Grid, Ontology, Semantic, Load-balance.

Top

Introduction

Grid computing [26] is a virtualized distributed computing environment aimed at enabling the sharing of geographically distributed resources. Grid resources have traditionally consisted of dedicated supercomputers, clusters, or storage units. With the present ubiquitous network connections and the growing computational and storage capabilities of modern everyday-use computers, more and more inexpensive PCs, and various devices such as PDAs and sensors at the periphery of networks are joining the grid. Grid research is therefore shifting its focus from scientific computing to a pervasive, world-wide resource-sharing infrastructure. However, grid resources and users are geographically distributed and owned by different organizations. The fact that users typically have little or no knowledge of the resources contributed by other participants in the grid poses a significant obstacle to their use.

The provision of an information service, as currently envisaged by the grid community, is a first step towards the discovery of distributed resources. However, a large part of these efforts have been focused on “getting it to work,” without directly addressing issues of scalability, reliability, and information quality [17]. For example, classical grids always use centralized or static hierarchical models to discover resources. The Globus Toolkit [28] is a famous example.
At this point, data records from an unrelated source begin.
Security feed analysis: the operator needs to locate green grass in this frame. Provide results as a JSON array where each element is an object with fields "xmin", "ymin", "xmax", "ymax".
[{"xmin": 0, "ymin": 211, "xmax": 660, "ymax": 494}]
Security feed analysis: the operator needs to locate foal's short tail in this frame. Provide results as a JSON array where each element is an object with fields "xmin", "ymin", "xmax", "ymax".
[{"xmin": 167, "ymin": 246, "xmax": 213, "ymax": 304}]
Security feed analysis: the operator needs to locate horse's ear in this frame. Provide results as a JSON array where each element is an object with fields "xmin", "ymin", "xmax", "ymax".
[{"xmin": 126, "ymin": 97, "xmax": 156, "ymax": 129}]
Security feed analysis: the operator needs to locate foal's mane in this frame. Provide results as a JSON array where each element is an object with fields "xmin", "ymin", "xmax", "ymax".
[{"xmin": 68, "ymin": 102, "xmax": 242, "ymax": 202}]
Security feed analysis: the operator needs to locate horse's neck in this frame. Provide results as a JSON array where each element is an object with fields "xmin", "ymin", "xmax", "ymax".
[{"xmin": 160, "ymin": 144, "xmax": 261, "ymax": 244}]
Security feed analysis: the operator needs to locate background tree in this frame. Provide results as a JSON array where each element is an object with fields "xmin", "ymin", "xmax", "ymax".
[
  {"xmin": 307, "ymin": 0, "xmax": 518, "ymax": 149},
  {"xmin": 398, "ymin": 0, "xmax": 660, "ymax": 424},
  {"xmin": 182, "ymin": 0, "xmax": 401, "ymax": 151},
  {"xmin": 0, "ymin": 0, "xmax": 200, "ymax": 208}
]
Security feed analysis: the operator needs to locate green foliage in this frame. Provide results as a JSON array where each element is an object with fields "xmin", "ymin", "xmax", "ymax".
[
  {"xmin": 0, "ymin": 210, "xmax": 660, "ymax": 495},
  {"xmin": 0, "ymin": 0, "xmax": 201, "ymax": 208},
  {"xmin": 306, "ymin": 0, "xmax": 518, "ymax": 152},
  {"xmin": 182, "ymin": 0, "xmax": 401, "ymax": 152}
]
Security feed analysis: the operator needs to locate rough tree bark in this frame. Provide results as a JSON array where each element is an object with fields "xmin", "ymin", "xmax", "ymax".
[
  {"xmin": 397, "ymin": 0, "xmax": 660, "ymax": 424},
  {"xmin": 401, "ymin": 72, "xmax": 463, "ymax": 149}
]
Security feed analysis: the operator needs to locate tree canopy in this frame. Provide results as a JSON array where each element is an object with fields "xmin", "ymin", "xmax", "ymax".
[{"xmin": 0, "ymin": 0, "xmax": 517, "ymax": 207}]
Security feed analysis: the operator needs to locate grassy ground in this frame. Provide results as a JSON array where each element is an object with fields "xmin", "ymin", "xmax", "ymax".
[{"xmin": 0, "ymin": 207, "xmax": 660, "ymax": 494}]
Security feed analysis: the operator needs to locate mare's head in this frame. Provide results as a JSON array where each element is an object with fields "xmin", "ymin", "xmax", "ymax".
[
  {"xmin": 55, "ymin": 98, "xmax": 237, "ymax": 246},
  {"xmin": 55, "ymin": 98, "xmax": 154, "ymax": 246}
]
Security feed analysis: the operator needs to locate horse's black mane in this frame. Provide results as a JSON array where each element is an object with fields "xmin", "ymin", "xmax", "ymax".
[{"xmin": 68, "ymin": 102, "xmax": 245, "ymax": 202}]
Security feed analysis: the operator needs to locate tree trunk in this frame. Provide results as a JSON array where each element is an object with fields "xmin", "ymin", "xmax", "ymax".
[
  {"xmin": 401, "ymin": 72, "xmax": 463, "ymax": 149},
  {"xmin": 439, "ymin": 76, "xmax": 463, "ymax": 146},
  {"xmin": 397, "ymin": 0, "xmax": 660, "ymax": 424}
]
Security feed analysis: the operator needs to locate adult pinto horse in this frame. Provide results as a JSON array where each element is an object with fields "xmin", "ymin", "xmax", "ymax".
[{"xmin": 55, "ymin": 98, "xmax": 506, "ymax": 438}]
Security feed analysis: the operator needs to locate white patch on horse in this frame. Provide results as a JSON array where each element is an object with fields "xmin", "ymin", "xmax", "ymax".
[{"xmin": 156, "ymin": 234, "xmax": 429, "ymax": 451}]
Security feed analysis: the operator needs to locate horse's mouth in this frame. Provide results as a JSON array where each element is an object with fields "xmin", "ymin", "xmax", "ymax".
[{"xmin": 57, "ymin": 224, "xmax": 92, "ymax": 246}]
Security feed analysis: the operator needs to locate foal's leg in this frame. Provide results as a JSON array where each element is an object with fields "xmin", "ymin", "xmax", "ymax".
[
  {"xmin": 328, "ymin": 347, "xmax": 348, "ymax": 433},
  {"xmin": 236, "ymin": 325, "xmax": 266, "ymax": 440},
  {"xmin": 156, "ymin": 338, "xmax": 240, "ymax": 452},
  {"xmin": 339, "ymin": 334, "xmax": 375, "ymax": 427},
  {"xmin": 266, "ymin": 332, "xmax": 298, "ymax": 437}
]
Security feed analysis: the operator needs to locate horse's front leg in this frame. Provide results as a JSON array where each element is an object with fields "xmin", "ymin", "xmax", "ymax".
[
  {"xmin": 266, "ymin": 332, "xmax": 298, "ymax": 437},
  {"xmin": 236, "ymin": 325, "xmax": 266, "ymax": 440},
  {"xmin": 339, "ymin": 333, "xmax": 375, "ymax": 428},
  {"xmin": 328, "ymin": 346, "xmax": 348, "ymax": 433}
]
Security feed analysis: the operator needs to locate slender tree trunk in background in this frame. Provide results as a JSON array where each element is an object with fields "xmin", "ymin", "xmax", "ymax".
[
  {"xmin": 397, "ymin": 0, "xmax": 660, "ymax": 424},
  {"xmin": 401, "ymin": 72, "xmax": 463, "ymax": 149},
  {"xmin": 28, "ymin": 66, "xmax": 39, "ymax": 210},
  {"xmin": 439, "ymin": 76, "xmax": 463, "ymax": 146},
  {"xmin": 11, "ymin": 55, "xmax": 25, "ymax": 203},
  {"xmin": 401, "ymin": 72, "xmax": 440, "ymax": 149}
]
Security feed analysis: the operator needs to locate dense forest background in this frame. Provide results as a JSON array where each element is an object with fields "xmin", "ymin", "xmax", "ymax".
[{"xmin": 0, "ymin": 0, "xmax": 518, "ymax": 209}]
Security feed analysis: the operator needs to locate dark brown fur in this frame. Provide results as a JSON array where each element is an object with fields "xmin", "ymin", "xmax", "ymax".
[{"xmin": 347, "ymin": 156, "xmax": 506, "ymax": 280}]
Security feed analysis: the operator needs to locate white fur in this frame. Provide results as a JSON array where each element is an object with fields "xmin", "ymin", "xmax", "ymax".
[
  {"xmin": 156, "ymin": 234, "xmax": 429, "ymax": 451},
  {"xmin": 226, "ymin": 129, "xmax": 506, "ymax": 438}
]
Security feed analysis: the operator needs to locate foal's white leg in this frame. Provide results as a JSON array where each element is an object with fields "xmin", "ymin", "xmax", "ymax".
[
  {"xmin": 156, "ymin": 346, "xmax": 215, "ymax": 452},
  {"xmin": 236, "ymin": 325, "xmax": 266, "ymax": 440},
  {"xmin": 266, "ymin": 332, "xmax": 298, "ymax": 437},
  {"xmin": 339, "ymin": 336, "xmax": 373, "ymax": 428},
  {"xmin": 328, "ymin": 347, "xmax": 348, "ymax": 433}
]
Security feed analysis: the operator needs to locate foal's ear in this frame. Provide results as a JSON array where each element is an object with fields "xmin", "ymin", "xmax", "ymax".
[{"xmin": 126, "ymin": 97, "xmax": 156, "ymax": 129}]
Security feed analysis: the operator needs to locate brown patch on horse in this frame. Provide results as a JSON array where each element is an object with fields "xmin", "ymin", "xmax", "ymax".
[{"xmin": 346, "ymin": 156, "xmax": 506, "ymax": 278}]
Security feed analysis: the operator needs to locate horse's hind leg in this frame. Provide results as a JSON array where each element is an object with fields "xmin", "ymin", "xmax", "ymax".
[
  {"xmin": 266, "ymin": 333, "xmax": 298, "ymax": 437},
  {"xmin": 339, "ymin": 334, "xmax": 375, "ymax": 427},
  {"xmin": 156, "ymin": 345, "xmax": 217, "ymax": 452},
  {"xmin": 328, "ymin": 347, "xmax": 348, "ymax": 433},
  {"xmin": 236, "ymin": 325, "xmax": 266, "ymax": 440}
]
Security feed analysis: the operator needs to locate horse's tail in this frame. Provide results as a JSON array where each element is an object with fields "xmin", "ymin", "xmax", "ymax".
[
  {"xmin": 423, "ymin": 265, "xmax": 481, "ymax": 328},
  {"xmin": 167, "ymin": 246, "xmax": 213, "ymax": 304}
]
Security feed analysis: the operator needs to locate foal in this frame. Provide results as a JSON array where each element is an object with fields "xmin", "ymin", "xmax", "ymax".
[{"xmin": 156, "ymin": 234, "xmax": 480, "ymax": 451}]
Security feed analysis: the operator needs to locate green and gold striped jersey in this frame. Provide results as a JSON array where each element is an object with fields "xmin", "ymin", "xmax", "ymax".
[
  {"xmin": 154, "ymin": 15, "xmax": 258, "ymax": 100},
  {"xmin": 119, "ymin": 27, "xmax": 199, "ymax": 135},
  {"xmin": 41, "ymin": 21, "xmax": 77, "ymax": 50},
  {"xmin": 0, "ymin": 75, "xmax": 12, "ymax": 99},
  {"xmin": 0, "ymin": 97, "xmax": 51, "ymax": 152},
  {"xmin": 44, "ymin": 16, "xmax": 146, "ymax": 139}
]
Globus users can get a node's resource information by directly querying a server application running on that node, or querying dedicated information servers that retrieve and publish the resource information of the organization. Although interactions between these information servers are supported, the general-purpose decentralized service discovery mechanism is still absent. For this reason, building a directory which enables users to efficiently discovery interested resources and users with similar interests is a vital part of a grid system. An effective directory can make sharing and collaborating in a timely and reliable manner.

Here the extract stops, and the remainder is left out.